Which is all to say just this: that we need to listen, to pay attention, to be in the moment, to step out of our egoic preoccupations and into the light. Because, if we take that chance or make that choice, there may be amazing, even life-changing insights and surprises just waiting for us. Like this beach, that picture I promised, which the blogger is finally allowing me to load!

Monday, October 15, 2007

Drinking in the moment



Poised,
sipping at the lip of Now,
I am suddenly awash
in the sweet liquid fire of Eternity.
Today I thirst for the brown groundedness of the earth
and drink
the luscious blueberry sky;


my aching shoulders quenched by the flood of leafy green,
my heart is set alight with Sumac flame.

Emptying myself,
I welcome You:
Pour into me and over me;
Drench me in your sacred color.

Saturday, October 13, 2007

Mindfulness and the Via Media


I have spent much of my time this past week processing photographs -- naming and filing the best ones, tossing the bad ones. But there's another step in there that I don't talk about very much, because, for photographers, there's a little bit of shame around that step.

This particular step, the one I realized in meditation this morning that I have been ashamed to talk about, is Photoshopping: taking a weak photo and making it better. Why is there shame around this issue? In my particular case, the shame is this: I bought a new camera back in January, and I cannot seem to get it to handle light as gracefully as my former camera did. I have played with any number of settings, but cannot achieve the balance of light and color that my old camera did almost automatically.

So why is this shameful? Because there is a sense among photographers that we should KNOW our equipment; that we should be able to manipulate all the variables available to us -- focus, aperture, exposure, ASA, etc. -- to produce a uniquely individual image that expresses our particular vision of the world. But I am not what is known in the trade as an equipment jock: I tend to stick to one camera and one lens; for me photography is about composition, what I see through the viewfinder and its relation to the world around me. In the Tao of photography, we are "supposed" to strike a balance between the feminine side of photography -- capturing what we see in response to some inner muse -- and the masculine side: manipulating the event and the equipment to CREATE an image. Clearly I tend to err on the feminine side of this equation.
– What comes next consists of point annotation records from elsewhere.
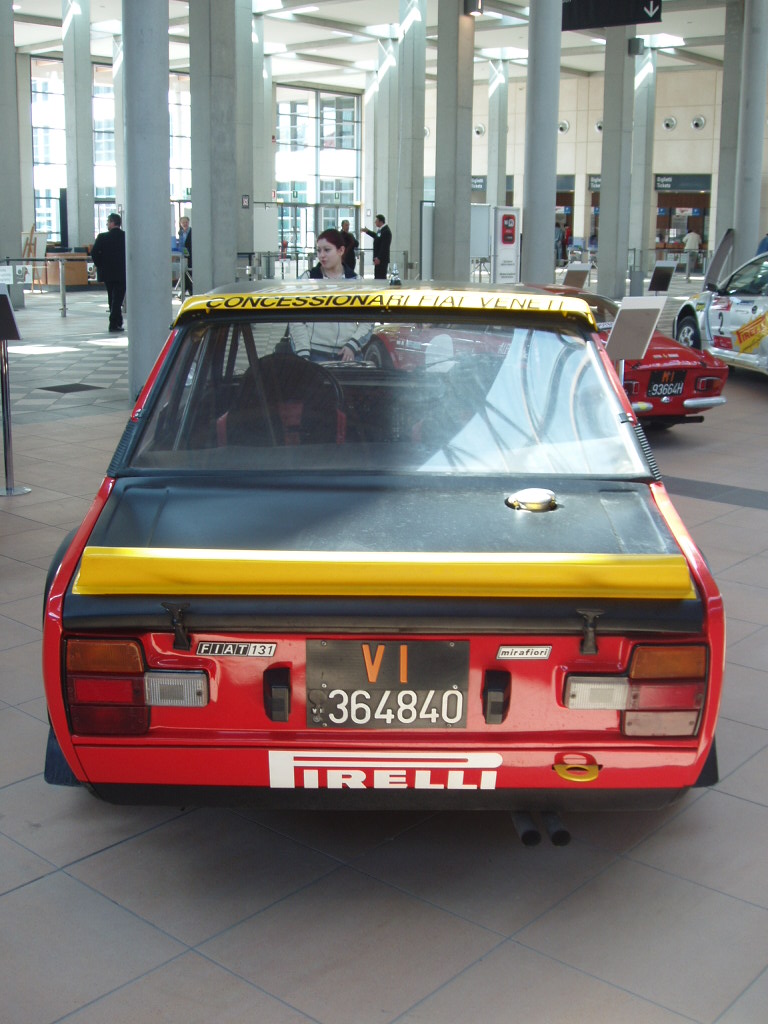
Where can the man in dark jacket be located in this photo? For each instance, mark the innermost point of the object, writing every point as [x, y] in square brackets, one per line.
[382, 241]
[108, 254]
[350, 245]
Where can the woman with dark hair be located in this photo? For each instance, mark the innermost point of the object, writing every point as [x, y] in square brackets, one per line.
[330, 249]
[324, 341]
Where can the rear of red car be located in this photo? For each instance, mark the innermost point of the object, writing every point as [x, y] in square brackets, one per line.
[458, 585]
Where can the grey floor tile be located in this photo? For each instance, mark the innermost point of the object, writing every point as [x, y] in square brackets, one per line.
[650, 932]
[491, 878]
[188, 990]
[713, 844]
[64, 824]
[70, 945]
[513, 983]
[166, 876]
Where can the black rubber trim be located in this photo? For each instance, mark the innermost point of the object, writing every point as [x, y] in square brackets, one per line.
[378, 800]
[323, 614]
Which is not to say I don't manipulate. But I do my manipulating in Photoshop. What I realized this morning is that what I do in Photoshop is not unlike what I do in meditation: I look for the point of interest, the object or subject that was capturing me at the time I popped the shutter, and I attempt to throw light on it. And, because my camera hasn't been doing a good job of this, I have to be much more conscious about the process.

What this means is that I take an image like this one and, using Photoshop, I work to achieve a more even balance between the light and the dark, so that the point of interest may be more exposed, and so that the other elements of the photo also have a chance to shine. Because if each element does its part in a balanced manner, the image will have the impact that the composition deserves. The data that emerges is already in the image, but for whatever reason the initial capture was out of balance. The result of my labors is the image that appears at the top of this post.
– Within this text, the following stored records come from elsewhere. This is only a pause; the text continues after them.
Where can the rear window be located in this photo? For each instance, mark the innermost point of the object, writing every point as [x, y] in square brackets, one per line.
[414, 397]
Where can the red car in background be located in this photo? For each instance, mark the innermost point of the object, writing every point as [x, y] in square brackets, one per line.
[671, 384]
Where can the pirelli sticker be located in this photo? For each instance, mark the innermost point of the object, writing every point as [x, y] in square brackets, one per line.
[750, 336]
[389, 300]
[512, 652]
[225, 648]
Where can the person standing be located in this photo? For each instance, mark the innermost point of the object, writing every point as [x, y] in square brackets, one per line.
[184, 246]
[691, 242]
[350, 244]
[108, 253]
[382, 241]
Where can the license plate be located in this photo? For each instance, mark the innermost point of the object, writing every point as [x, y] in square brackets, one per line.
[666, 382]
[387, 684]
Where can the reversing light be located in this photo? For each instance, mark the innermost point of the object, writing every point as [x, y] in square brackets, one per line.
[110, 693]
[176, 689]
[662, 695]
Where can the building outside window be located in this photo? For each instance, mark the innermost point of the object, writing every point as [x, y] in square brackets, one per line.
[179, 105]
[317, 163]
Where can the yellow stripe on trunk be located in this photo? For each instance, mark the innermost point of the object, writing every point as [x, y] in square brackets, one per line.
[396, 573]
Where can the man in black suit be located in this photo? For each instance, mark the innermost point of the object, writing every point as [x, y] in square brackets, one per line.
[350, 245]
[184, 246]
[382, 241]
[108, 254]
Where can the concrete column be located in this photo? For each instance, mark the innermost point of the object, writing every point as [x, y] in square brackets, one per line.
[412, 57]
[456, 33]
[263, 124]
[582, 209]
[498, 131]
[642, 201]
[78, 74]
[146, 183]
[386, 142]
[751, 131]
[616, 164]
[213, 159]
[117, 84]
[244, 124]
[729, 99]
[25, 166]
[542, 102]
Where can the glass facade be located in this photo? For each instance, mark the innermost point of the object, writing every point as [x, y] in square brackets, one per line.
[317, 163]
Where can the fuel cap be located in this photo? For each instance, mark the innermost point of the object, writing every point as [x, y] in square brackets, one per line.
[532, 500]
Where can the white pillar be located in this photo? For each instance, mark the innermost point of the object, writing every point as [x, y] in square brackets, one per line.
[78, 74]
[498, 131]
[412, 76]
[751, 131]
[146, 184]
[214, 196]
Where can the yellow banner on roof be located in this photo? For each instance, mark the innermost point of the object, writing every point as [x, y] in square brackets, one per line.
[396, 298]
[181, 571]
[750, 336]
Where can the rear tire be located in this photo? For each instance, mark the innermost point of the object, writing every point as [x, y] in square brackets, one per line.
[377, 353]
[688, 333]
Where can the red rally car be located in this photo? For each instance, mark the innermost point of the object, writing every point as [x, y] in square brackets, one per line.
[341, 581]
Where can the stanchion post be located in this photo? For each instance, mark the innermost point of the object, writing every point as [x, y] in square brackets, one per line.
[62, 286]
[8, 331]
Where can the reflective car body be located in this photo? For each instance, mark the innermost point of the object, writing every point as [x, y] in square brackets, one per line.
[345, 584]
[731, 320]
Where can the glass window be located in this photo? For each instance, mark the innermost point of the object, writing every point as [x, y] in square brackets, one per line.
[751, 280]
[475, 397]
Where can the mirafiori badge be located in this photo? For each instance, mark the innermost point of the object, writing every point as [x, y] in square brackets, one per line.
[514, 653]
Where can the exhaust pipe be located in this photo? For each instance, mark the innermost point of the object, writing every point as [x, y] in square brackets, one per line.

What does this have to do with mindfulness and the Via Media? Hmm. I think it may take SEVERAL blogs to answer that question. But the short answer is this: that mindfulness is the act of drawing attention to the present moment, while at the same time being aware of all that is happening around the focus of that moment. Mindfulness is being aware of the possibilities in the moment as well as its situation and context. Which is what happens in the Photoshopping process: I am going back into the photographic moment and drawing attention to the subject of my photo, while at the same time, by evening out the balance of light and color, attempting to give weight to what is going on around the photo. And my particular approach to that is very like my approach to faith, and politics, and life in general: an emphasis on the Via Media, the Middle Way. Or, another way to say that, everything in moderation, everything in balance. In politics, in faith, and in photography, I approach the subject with an egalitarian willingness to consider that, on some plane, every point may have value. I try -- though I do not always succeed -- to approach human beings the same way. As Einstein says, "Everyone should be respected as an individual, but no one idolized."
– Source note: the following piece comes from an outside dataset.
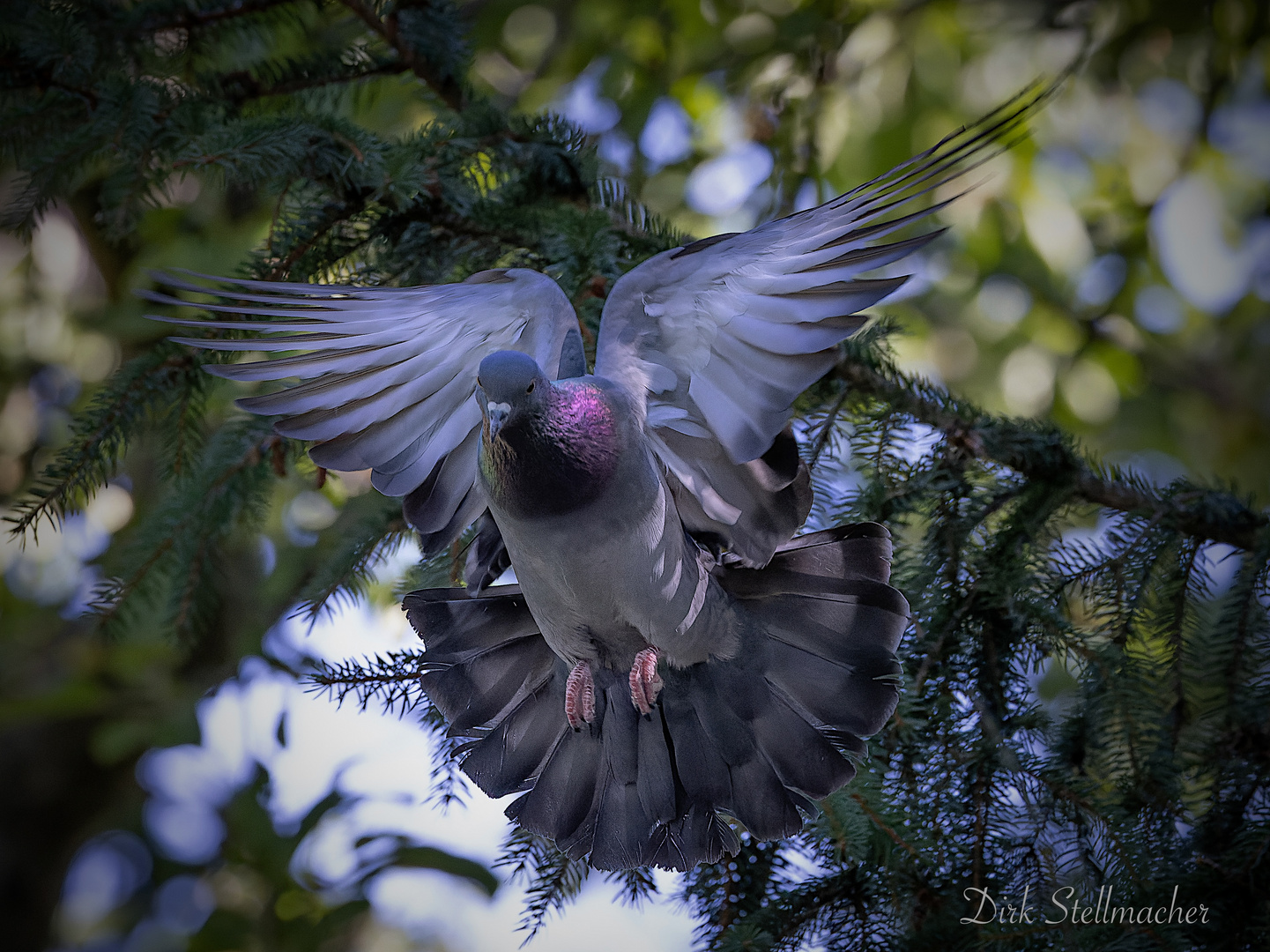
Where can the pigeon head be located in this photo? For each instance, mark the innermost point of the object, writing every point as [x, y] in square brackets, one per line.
[509, 385]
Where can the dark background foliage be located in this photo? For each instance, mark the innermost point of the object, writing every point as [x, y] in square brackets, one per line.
[1086, 696]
Which, I realize as I look out the window and see that the morning fog has rolled in, is probably why, as a photographer, I am so much more pleased with my work when shooting here in the Northwest. The diffuse light created by gray skies and fog makes it easier for me and my camera to achieve a balance of light and color. In New England, as in Venice, it was those glorious bright sunny days that made it so difficult to achieve the balance I seek.

For some reason that makes me think of a quote I read just this morning from Bahauddin's The Drowned Book: "Grief is better than happiness, because in grief a person draws close to God. Your wings open. A tent is set up in the desert where God can visit you." Perhaps grief, like gray skies, fog and rain, draws a blanket of gray over our vision, like one of those neutralizing filters we photographers are supposed to use on bright sunny days. And somehow leveling life out that way, even though it makes life or images feel flat, allows what is really important to shine through; raises our conscious awareness of the totality of each moment, of all the factors that contribute to who we are and what we see and feel. And it may be that that openness to the possibility of the moment is the ingredient most likely to fuel growth and change.